Fra gli Stati, com'era allora divisa l'Italia prima del 1860, il Piemonte diede alle costruzioni

ferroviarie l'impulso maggiore, vincendo tutte le gravi difficoltà che si presentavano con i

suoi monti, fiumi e torrenti. E non procedette senza criterio, ma seguendo un programma

saggiamente maturato già prima, perfino considerando i futuri congiungimenti con le

linee dei Paesi più vicini.

E fu appunto il Piemonte a concepire e a sostenere la grandiosa idea di aprire attraverso

le Alpi la prima via al commercio internazionale; e non tardò a preparare i mezzi per

effettuare la gigantesca impresa, culminata poi nel 1870 con il ciclopico traforo del

Cenisio.

Dopo che Carlo Alberto aveva autorizzato una Società che aveva fatto i primi studi

preliminari, il Governo deliberò il sistema delle ferrovie piemontesi in due grandi linee

principali: una della quali unisse Genova a Torino, passando per Alessandria, e l'altra da

Alessandria mettesse capo al Lago Maggiore, attraversando la Lomellina.

Ultimati gli studi nei particolari, venne ordinata il 13 febbraio 1845 la costruzione delle due

linee a spese dello Stato.

Della ferrovia Torino - Genova da Novi a Sampierdarena, considerando l'epoca in cui fu

costruita, nella quale l'arte ferroviaria muoveva i primi suoi passi, fu veramente un'opera

colossale.

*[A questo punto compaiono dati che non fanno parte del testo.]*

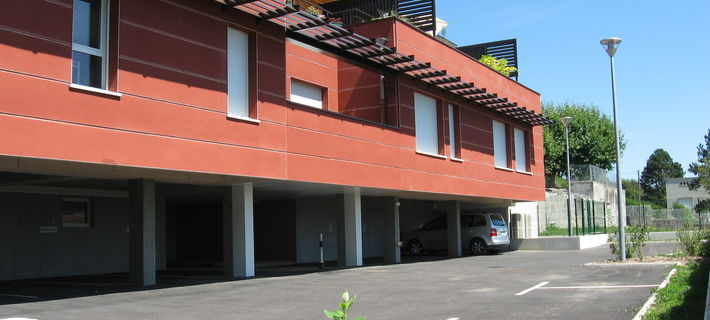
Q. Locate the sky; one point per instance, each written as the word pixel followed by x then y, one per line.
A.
pixel 662 66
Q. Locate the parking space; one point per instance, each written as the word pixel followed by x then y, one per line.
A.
pixel 477 287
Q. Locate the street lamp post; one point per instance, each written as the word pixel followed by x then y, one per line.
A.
pixel 566 121
pixel 610 45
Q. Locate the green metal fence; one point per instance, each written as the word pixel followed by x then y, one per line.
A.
pixel 589 217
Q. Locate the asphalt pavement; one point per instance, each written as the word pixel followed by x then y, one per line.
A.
pixel 511 285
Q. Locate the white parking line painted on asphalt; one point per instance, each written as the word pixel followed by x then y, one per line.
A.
pixel 17 296
pixel 531 288
pixel 602 287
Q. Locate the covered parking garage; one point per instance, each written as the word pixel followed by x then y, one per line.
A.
pixel 71 218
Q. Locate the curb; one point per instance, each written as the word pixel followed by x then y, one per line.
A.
pixel 652 299
pixel 631 264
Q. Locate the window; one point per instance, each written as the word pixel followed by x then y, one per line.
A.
pixel 426 124
pixel 89 43
pixel 500 146
pixel 453 139
pixel 75 212
pixel 306 94
pixel 237 73
pixel 521 162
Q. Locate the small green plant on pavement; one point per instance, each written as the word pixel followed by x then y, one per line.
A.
pixel 342 313
pixel 690 237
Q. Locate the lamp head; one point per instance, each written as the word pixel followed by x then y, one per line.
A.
pixel 610 45
pixel 566 121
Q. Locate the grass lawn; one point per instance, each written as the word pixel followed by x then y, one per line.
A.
pixel 684 297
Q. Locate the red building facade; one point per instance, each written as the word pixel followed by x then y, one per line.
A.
pixel 137 100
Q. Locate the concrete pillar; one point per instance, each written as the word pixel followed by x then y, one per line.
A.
pixel 238 231
pixel 391 217
pixel 453 227
pixel 161 244
pixel 350 229
pixel 141 226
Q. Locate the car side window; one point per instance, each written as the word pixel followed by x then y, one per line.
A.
pixel 479 221
pixel 466 221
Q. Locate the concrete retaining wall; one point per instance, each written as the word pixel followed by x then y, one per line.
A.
pixel 559 243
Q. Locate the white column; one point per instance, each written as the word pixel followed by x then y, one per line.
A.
pixel 391 217
pixel 350 229
pixel 238 231
pixel 453 227
pixel 141 227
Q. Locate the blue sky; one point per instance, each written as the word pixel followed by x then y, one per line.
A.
pixel 662 66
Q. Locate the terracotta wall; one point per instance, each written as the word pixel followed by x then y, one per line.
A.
pixel 172 112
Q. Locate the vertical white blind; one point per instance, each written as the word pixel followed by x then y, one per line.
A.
pixel 521 162
pixel 237 73
pixel 499 145
pixel 452 131
pixel 306 94
pixel 425 124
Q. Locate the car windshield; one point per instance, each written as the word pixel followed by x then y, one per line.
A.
pixel 497 220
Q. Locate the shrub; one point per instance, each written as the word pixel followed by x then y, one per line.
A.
pixel 500 65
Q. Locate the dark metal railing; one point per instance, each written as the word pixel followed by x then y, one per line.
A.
pixel 419 13
pixel 505 49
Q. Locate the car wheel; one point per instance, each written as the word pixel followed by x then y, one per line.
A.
pixel 414 248
pixel 477 247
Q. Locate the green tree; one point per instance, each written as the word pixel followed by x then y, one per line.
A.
pixel 500 65
pixel 702 168
pixel 591 138
pixel 659 167
pixel 631 186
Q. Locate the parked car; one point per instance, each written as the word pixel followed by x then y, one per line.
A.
pixel 480 233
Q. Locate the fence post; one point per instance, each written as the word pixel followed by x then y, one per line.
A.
pixel 604 208
pixel 576 222
pixel 590 213
pixel 594 217
pixel 584 227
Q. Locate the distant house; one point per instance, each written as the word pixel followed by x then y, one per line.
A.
pixel 677 190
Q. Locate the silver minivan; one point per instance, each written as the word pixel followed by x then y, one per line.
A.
pixel 480 233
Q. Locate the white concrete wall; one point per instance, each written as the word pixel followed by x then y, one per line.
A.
pixel 27 253
pixel 678 188
pixel 529 209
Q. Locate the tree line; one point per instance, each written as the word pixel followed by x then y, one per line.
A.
pixel 592 141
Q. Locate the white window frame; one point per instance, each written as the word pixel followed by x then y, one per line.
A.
pixel 305 99
pixel 238 100
pixel 500 145
pixel 426 124
pixel 101 52
pixel 521 159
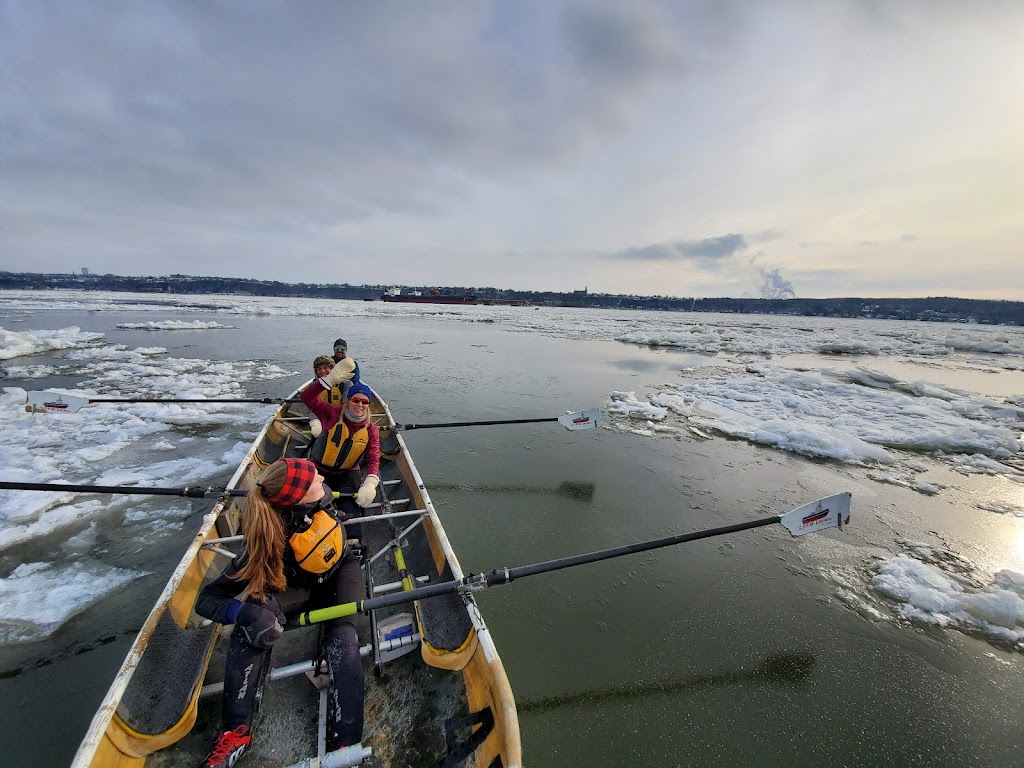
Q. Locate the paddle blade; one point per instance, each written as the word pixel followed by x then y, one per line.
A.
pixel 581 420
pixel 54 402
pixel 830 512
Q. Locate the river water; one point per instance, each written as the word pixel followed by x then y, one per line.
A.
pixel 899 640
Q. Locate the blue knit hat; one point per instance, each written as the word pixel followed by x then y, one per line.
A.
pixel 360 387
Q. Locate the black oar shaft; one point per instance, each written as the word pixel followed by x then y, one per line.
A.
pixel 407 427
pixel 264 400
pixel 497 578
pixel 507 574
pixel 196 493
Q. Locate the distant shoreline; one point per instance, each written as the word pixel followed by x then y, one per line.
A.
pixel 939 309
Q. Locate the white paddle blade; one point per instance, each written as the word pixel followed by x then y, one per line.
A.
pixel 830 512
pixel 55 402
pixel 581 420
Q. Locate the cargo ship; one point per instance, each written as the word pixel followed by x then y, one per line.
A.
pixel 434 297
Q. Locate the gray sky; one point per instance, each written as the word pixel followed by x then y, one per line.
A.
pixel 713 148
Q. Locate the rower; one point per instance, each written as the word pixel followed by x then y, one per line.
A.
pixel 293 539
pixel 349 443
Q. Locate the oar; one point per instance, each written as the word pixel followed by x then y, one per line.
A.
pixel 576 489
pixel 833 511
pixel 58 402
pixel 188 492
pixel 579 420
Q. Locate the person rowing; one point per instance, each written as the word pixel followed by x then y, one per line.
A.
pixel 341 353
pixel 293 539
pixel 348 443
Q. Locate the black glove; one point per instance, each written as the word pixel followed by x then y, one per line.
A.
pixel 262 625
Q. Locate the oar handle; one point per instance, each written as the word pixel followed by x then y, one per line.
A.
pixel 407 427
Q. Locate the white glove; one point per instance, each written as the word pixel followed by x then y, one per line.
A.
pixel 368 491
pixel 343 371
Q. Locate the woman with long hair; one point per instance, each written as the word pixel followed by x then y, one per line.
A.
pixel 293 539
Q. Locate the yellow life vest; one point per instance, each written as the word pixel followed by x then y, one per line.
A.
pixel 332 395
pixel 318 548
pixel 336 449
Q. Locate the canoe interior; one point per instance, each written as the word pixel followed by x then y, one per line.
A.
pixel 448 702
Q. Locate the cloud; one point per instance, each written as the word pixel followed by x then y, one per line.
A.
pixel 712 249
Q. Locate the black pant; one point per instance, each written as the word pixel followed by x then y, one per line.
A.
pixel 247 666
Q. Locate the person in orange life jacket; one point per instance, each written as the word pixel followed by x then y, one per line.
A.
pixel 348 440
pixel 287 504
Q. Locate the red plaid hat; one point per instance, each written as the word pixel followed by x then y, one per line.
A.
pixel 301 473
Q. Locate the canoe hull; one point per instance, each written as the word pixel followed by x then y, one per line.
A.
pixel 450 701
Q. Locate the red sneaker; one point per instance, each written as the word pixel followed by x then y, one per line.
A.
pixel 228 748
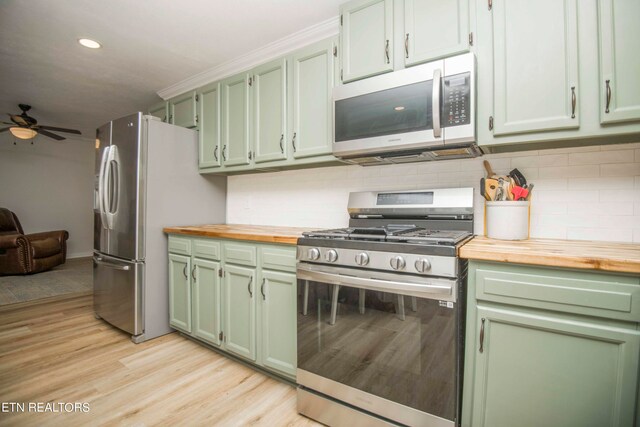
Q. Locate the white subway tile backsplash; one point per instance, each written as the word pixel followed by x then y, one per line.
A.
pixel 587 193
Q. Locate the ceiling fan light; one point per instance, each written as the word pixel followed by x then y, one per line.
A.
pixel 23 133
pixel 91 44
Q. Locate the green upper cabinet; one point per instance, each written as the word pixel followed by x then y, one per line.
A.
pixel 435 29
pixel 619 60
pixel 269 89
pixel 182 110
pixel 366 38
pixel 311 109
pixel 206 300
pixel 180 292
pixel 236 120
pixel 278 315
pixel 535 65
pixel 209 150
pixel 539 370
pixel 239 308
pixel 160 110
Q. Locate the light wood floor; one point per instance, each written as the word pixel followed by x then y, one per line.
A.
pixel 56 351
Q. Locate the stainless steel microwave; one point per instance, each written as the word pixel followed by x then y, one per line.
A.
pixel 420 113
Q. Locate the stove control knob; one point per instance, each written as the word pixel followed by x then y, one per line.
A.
pixel 331 255
pixel 313 254
pixel 362 259
pixel 423 265
pixel 397 263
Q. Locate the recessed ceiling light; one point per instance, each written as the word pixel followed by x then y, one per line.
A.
pixel 91 44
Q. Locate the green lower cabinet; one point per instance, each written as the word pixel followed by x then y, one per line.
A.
pixel 240 308
pixel 537 370
pixel 278 321
pixel 206 300
pixel 550 347
pixel 180 292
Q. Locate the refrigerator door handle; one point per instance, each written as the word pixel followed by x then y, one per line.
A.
pixel 101 185
pixel 113 186
pixel 101 261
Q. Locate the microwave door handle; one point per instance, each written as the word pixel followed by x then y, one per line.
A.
pixel 435 103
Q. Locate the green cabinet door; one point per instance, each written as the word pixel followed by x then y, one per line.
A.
pixel 209 155
pixel 435 29
pixel 278 311
pixel 206 300
pixel 182 110
pixel 235 120
pixel 535 64
pixel 619 60
pixel 270 111
pixel 537 370
pixel 366 37
pixel 159 110
pixel 311 95
pixel 180 292
pixel 240 308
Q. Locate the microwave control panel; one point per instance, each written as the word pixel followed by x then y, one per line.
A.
pixel 456 100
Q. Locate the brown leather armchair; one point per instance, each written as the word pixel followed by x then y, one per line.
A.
pixel 30 253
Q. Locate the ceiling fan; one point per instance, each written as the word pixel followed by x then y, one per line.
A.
pixel 26 127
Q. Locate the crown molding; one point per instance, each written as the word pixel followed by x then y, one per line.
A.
pixel 302 38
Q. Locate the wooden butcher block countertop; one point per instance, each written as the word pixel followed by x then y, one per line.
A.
pixel 257 233
pixel 605 256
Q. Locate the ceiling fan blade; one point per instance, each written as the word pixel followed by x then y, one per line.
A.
pixel 51 135
pixel 74 131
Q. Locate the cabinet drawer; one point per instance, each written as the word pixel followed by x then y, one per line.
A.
pixel 208 249
pixel 276 258
pixel 238 253
pixel 179 245
pixel 571 291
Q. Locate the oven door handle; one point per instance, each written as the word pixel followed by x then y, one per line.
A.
pixel 430 288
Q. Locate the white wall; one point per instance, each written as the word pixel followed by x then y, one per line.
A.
pixel 589 193
pixel 49 185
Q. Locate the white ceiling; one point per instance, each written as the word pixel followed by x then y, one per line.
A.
pixel 148 45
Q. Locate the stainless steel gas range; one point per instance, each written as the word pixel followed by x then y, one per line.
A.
pixel 381 311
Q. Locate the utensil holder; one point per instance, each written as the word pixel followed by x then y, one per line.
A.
pixel 507 220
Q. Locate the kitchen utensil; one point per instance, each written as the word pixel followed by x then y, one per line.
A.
pixel 490 172
pixel 490 188
pixel 530 188
pixel 518 177
pixel 519 193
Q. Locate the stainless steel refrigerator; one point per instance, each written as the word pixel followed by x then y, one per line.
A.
pixel 146 178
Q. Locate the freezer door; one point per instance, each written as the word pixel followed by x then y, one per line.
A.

Svolgendosi i lavori su una regione aspramente montagnosa, oltre a tratti con

pendenze del 35 per mille, richiese anche la perforazione di numerose gallerie, dieci di

numero, di cui la massima, a Busalla, si interna sotto il colle dei Giovi per ben 3.260 metri,

considerata allora la più lunga galleria del mondo. Fino allora deteneva il primato la

galleria del Semmering (linea Vienna-Trieste) con i suoi 1.430 metri, opera austriaca ma

realizzata (periodo 1848-1854) da un italiano: l'ingegner veneziano Carlo Ghega.

Dopo la proclamazione dello Statuto del 4 marzo 1848, all'opera del governo piemontese

si aggiunse quella privata, contribuendo ad infittire sempre di più le vie ferrate in

Piemonte.

Nel 1852 lo Stato deliberò di costruire a proprie spese la strada ferrata da Torino a Susa

(costruendo in parallelo la strada del Passo del Cenisio che metteva in collegamento la

Savoia) e ne affidò i lavori alla Società Jakson, Brassey e Henfrey.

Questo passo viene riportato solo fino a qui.